Celebrating the Influence of Stephen R. Covey

Based on Stephen R. Covey’s teachings, I crafted my own planner as a young consultant at Walt Disney World working above the Venetian Palace at Epcot’s Italy. I felt I was truly a “Renaissance Man”.

I remember seeing Stephen R. Covey for the first time. It was in the atrium of the newly opened Tanner building at Brigham Young University. I was an undergraduate in search of more than a degree–I was looking for a future career. This was a couple of years before Covey’s infamous Seven Habits of Highly Effective People was published. I didn’t even know what organizational development was back then, but I was mesmerized by the insights Covey shared with us that day. I already knew him because of a more faith-based book he had written earlier, Spiritual Roots to Human Relations, one that I had devoured several times through while serving a two-year mission in the small pueblos and cities of Colombia.
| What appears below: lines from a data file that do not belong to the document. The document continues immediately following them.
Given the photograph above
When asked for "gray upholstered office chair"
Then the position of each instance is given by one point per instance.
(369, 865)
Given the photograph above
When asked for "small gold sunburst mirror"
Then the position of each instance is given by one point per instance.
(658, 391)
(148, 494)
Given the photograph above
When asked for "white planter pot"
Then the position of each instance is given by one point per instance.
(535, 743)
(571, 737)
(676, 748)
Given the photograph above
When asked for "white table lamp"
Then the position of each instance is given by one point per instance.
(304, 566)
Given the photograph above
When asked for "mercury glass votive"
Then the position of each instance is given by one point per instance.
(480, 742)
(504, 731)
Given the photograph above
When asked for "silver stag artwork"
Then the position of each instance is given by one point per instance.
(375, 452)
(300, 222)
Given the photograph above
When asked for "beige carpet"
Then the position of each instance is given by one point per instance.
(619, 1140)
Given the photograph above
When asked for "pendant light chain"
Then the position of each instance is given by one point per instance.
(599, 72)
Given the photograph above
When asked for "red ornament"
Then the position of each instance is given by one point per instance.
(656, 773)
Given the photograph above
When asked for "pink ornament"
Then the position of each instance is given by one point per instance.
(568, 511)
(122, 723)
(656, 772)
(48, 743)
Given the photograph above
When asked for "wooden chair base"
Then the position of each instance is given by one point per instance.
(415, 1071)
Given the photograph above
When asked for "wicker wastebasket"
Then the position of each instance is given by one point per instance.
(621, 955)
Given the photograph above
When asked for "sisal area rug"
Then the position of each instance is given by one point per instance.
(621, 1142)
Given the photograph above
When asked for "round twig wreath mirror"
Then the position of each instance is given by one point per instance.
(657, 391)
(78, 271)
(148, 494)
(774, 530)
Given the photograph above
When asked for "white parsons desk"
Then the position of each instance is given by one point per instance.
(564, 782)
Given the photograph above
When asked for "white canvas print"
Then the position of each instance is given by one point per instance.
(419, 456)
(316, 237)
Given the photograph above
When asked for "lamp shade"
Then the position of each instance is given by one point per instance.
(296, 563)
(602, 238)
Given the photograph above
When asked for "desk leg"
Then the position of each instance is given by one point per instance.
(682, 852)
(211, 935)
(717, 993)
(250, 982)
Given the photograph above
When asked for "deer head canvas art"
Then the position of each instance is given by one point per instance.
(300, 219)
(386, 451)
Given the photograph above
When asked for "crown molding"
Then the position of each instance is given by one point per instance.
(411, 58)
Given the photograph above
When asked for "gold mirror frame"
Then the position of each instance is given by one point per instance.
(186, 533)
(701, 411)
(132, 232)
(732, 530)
Fast forward several years later when I was struggling as a new manager in a hectic military-based simulation contract. I was facing my own doubts as someone who could lead others who reported directly to me.  A friend and colleague gave me a copy of the newly published The Seven Habits of Highly Effective People. I have implemented many of those teachings to this day in my own life. In fact, at one time early in my career at Walt Disney World, I took artistic license of my own and crafted my own calendaring/scheduling system compete with goals and tools to measure the degree to which my activities were urgent and/or important.
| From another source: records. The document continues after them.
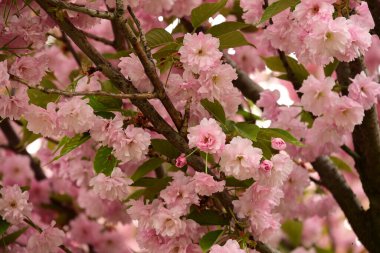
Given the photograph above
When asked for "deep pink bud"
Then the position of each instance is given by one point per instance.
(266, 165)
(181, 161)
(278, 144)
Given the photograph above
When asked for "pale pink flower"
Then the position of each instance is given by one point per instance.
(181, 161)
(47, 241)
(131, 67)
(31, 69)
(231, 246)
(364, 90)
(205, 185)
(318, 97)
(253, 10)
(14, 206)
(278, 144)
(42, 121)
(208, 136)
(346, 113)
(200, 52)
(114, 187)
(75, 115)
(131, 144)
(240, 159)
(4, 76)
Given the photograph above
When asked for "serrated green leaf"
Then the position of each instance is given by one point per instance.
(69, 144)
(215, 109)
(4, 225)
(226, 27)
(209, 239)
(293, 230)
(166, 148)
(104, 161)
(276, 8)
(158, 37)
(232, 40)
(268, 133)
(11, 238)
(146, 167)
(203, 12)
(340, 164)
(208, 217)
(247, 130)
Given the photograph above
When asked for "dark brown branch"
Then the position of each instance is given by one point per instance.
(13, 144)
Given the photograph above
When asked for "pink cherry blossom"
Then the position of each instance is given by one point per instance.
(114, 187)
(207, 136)
(278, 144)
(200, 52)
(14, 206)
(240, 159)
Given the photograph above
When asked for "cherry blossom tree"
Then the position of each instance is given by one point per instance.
(160, 126)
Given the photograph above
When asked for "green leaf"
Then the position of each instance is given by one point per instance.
(269, 133)
(247, 130)
(340, 164)
(40, 98)
(4, 225)
(146, 167)
(226, 27)
(203, 12)
(233, 39)
(158, 37)
(331, 67)
(104, 161)
(11, 238)
(293, 230)
(208, 217)
(233, 182)
(215, 109)
(209, 239)
(276, 8)
(166, 148)
(69, 144)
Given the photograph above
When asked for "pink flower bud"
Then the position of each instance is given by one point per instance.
(266, 165)
(181, 161)
(278, 144)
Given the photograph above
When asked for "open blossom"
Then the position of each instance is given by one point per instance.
(231, 246)
(131, 67)
(14, 206)
(208, 136)
(131, 144)
(205, 185)
(278, 144)
(318, 96)
(47, 241)
(114, 187)
(200, 52)
(4, 76)
(364, 90)
(239, 159)
(75, 115)
(42, 121)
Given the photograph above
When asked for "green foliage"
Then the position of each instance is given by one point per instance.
(293, 230)
(203, 12)
(166, 148)
(40, 98)
(276, 8)
(68, 144)
(104, 161)
(146, 167)
(209, 239)
(158, 37)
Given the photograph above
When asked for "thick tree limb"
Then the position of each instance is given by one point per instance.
(13, 144)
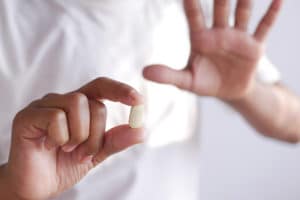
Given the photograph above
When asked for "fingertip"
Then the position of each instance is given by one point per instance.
(122, 137)
(155, 73)
(136, 98)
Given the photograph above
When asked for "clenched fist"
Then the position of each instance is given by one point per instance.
(58, 139)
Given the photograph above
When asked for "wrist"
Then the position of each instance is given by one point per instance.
(247, 96)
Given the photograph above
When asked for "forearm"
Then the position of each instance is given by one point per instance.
(5, 190)
(272, 110)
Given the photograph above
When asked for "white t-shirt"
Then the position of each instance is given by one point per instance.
(58, 45)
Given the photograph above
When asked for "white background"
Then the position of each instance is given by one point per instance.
(237, 163)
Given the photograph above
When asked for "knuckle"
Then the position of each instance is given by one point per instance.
(49, 96)
(79, 138)
(100, 110)
(101, 79)
(93, 149)
(19, 117)
(77, 99)
(58, 116)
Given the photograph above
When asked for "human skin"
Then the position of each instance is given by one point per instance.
(58, 139)
(223, 64)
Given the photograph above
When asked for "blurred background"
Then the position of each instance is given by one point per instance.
(236, 162)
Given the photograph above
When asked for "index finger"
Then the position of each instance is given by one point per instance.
(268, 20)
(194, 15)
(105, 88)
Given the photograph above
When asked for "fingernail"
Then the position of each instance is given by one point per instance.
(87, 159)
(68, 148)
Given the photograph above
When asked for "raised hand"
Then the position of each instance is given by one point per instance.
(223, 58)
(59, 138)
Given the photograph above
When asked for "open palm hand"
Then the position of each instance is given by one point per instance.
(223, 58)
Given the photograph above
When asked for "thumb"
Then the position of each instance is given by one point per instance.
(166, 75)
(118, 139)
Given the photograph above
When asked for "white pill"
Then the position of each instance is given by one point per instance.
(136, 117)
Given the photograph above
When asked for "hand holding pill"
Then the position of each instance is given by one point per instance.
(64, 136)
Years later, I was working with the U.S. Department of Education trying to sort out the challenges that continually faced public sector management in the department of Student Financial Aid. After many months of pondering their frustrations on the D.C. metro, I finally came to the realization that their difficulties were rooted in the fact that they continuously centered on widening their circle of control, when they should be focused on widening their circle of influence. My consulting and teaching continually came back to that theme and what that meant to them in their government roles.

When my business partner Mark David Jones and I published our book, Lead With Your Customer, we knew that we couldn’t get very far in the conversation of building great cultures and brands if we didn’t first focus on leadership excellence. That drove everything–employee engagement, customer satisfaction, and long-term loyalty and profit. But most importantly, we knew that if you wanted to become a great leader, you had to focus on those behaviors that built influence.

I joke in my programs that sometimes I promote Covey’s The Seven Habits of Highly Effective People more than my own works. With good reason. It has shaped the life of many–including my own. And for that, I’m grateful for his highly effective influence.

How has Stephen R. Covey’s work shaped your thinking?